The Atlantic Daily: Brazil's New President, Female Deacons, Trump's Truce
Michel Temer took over Dilma Rousseff’s office, Pope Francis said the Catholic Church would consider allowing women to become deacons, U.S. House Speaker Paul Ryan appeared to cave to the GOP nominee, and more.
What We’re Following: The New Head of State in Brazil
President Dilma Rousseff has been temporarily removed from office after Brazilian lawmakers voted to begin an impeachment trial against her. The vice president, Michel Temer, has taken over. Rousseff, the first female president of Brazil, doesn’t face any charges, but her opponents note that the legislature is charging Rousseff with a genuine violation of the law—using budgetary tricks to fund social programs and conceal the troubled state of government finances. Rousseff denies any wrongdoing and calls the impeachment proceedings a “coup.” Her supporters argue the leaders of the campaign against her are trying to distract from their own alleged corruption.
Women in the Catholic Church: Pope Francis announced he will create a commission to study the possibility of women serving as deacons in the Catholic Church. It’s big news for women in the church, who have not served in this kind of leadership role for centuries, at least in the West. Currently, women in the church serve as everything from missionaries to teachers to hospital administrators. If they become deacons, they can preach and lead worship, conduct weddings and funerals, and baptize people.
The State of the GOP: A month ago, Paul Ryan, the Republican Party’s highest-ranking elected official, said he wasn’t ready to endorse Donald Trump, the presumptive Republican nominee for president. Now, their union seems all but inevitable: The pair met for a chat today, and Ryan, like millions in his party’s voting base, “was very encouraged with what I heard from Donald Trump today.”
“There are very few sites where these birds go, and hardly any of our birds turned up at the other places. We really think they died.”—Jan van Gils, a Dutch researcher, on the diminishing populations of shorebirds known as red knots
“We’re making a thing that will probably never be looked at. We could print a whole bunch of nothing and nobody would know.”—Craig Mod, on building a massive digital archive
“When your sex drive comes back, it’s like being in high school. I don’t know how it’s going to work. I don’t know what’s going to happen.”—Timothy Brown, a former staff sergeant in the U.S. Marine Corps who received reconstructive surgery on his injured groin
Moisés Naím and Francisco Toro on why Venezuela is falling apart:
Developing countries, like teenagers, are prone to accidents. One pretty much expects them to suffer an economic crash, a political crisis, or both, with some regularity. The news coming from Venezuela—including shortages as well as, most recently, riots over blackouts; the imposition of a two-day workweek for government employees, supposedly aimed at saving electricity; and an accelerating drive to recall the president—is dire, but also easy to dismiss as representing just one more of these recurrent episodes.

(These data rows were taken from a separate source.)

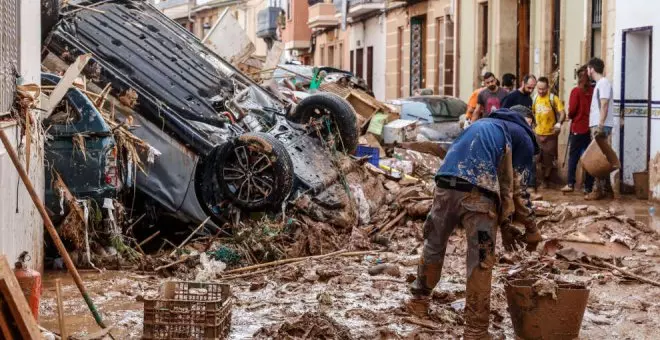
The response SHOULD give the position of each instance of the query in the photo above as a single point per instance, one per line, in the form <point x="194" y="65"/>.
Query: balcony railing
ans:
<point x="322" y="15"/>
<point x="360" y="7"/>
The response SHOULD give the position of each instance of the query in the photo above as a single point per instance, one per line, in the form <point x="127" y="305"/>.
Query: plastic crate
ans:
<point x="188" y="310"/>
<point x="373" y="153"/>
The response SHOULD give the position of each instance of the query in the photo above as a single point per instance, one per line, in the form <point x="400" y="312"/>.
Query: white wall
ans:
<point x="21" y="227"/>
<point x="467" y="47"/>
<point x="371" y="33"/>
<point x="633" y="14"/>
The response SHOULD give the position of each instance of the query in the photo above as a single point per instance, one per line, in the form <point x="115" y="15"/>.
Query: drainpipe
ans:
<point x="456" y="14"/>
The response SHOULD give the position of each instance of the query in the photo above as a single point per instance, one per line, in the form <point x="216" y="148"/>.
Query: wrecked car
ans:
<point x="438" y="116"/>
<point x="223" y="140"/>
<point x="81" y="148"/>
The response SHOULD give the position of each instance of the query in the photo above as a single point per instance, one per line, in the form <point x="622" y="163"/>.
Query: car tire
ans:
<point x="50" y="14"/>
<point x="340" y="112"/>
<point x="255" y="161"/>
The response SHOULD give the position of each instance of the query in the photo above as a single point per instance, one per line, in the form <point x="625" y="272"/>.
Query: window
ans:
<point x="370" y="67"/>
<point x="596" y="23"/>
<point x="440" y="55"/>
<point x="484" y="28"/>
<point x="399" y="62"/>
<point x="444" y="57"/>
<point x="288" y="9"/>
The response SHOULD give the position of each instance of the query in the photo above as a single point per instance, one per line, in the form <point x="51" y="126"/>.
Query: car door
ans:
<point x="81" y="148"/>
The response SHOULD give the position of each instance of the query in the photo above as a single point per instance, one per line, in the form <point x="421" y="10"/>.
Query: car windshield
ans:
<point x="428" y="109"/>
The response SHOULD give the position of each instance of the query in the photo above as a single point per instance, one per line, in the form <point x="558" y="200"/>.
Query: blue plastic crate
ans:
<point x="373" y="153"/>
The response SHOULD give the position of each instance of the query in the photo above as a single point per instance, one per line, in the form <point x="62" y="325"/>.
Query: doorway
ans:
<point x="522" y="51"/>
<point x="417" y="53"/>
<point x="635" y="105"/>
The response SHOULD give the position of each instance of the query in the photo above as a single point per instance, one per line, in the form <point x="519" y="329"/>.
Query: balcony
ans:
<point x="322" y="15"/>
<point x="358" y="8"/>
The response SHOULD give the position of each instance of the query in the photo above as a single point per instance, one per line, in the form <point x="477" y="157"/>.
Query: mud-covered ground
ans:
<point x="337" y="298"/>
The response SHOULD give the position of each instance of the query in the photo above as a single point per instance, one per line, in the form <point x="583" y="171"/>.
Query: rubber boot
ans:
<point x="428" y="276"/>
<point x="477" y="303"/>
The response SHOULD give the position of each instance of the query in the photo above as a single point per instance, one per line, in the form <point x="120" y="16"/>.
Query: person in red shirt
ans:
<point x="579" y="106"/>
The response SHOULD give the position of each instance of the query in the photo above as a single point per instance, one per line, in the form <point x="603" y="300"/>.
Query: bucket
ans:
<point x="599" y="160"/>
<point x="641" y="180"/>
<point x="541" y="317"/>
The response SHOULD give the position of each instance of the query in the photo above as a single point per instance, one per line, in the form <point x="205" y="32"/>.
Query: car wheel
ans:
<point x="329" y="117"/>
<point x="50" y="13"/>
<point x="255" y="171"/>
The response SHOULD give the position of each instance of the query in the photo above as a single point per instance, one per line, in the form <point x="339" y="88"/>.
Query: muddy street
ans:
<point x="339" y="295"/>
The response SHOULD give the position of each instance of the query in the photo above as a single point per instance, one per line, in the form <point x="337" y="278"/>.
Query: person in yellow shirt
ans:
<point x="549" y="114"/>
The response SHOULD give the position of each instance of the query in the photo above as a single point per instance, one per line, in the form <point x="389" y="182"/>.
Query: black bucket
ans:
<point x="541" y="317"/>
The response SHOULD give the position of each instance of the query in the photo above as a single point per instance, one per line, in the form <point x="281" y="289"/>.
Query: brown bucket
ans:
<point x="541" y="317"/>
<point x="599" y="160"/>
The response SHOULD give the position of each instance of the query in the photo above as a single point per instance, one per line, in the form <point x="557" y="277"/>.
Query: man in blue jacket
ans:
<point x="481" y="184"/>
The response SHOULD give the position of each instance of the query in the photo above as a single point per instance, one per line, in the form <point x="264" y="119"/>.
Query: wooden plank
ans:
<point x="65" y="83"/>
<point x="4" y="326"/>
<point x="60" y="310"/>
<point x="13" y="295"/>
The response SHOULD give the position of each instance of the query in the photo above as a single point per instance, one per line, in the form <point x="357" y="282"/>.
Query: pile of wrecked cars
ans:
<point x="223" y="140"/>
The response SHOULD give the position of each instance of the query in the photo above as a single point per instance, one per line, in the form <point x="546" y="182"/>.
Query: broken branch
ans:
<point x="389" y="224"/>
<point x="175" y="262"/>
<point x="629" y="274"/>
<point x="189" y="237"/>
<point x="299" y="259"/>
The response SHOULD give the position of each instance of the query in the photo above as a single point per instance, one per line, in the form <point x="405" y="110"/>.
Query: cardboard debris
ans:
<point x="431" y="148"/>
<point x="371" y="140"/>
<point x="399" y="131"/>
<point x="424" y="165"/>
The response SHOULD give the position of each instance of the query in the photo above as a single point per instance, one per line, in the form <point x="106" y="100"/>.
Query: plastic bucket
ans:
<point x="541" y="317"/>
<point x="599" y="160"/>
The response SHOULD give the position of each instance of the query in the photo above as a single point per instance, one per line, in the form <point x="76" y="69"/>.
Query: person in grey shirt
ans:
<point x="490" y="99"/>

That would be a mistake. What our country is going through is monstrously unique: It’s nothing less than the collapse of a large, wealthy, seemingly modern, seemingly democratic nation just a few hours’ flight from the United States.
In the last two years Venezuela has experienced the kind of implosion that hardly ever occurs in a middle-income country like it outside of war. Mortality rates are skyrocketing; one public service after another is collapsing; triple-digit inflation has left more than 70 percent of the population in poverty; an unmanageable crime wave keeps people locked indoors at night; shoppers have to stand in line for hours to buy food; babies die in large numbers for lack of simple, inexpensive medicines and equipment in hospitals, as do the elderly and those suffering from chronic illnesses.
A recent article discussed how one nonprofit is trying to help people deal with the concept of death. A 14-year-old reader, Destiny, writes:
My mom passed when I was 11. It was very hard for my family and we had so much to do after her death. She died because she wasn’t able to breathe. My mother was actually in and out of hospitals practically my whole life. One time I even had to spend the night there. The biggest change since her death was having to move twice. It has been very hard on me and my family.
An older reader can relate. He struggled with depression after his mother killed herself when he was 12:
Now I have a son of my own and it frightens me when I see depressive aspects of my mom or myself in him. … I constantly remind myself that I can’t hurt him like my mom hurt me, but when I’m in bad shape it’s a non-argument.
So Destiny, I would tell you to seek help, even if you’re not convinced you need it. Get therapy with your dad, even if it’s in a group setting—maybe especially if it’s in a group setting, to see how we all suffer alike and we can all lean on each other when we need it. Don’t wait until the anger and sadness become a cornerstone of your being. … I may not know you, but I know that you deserve better than that. I’m just as certain that the best way to honor your mom’s memory is to live your life unfettered by the sorrow of her passing. Good luck. This stranger from the other side of the Internet will keep you in his thoughts.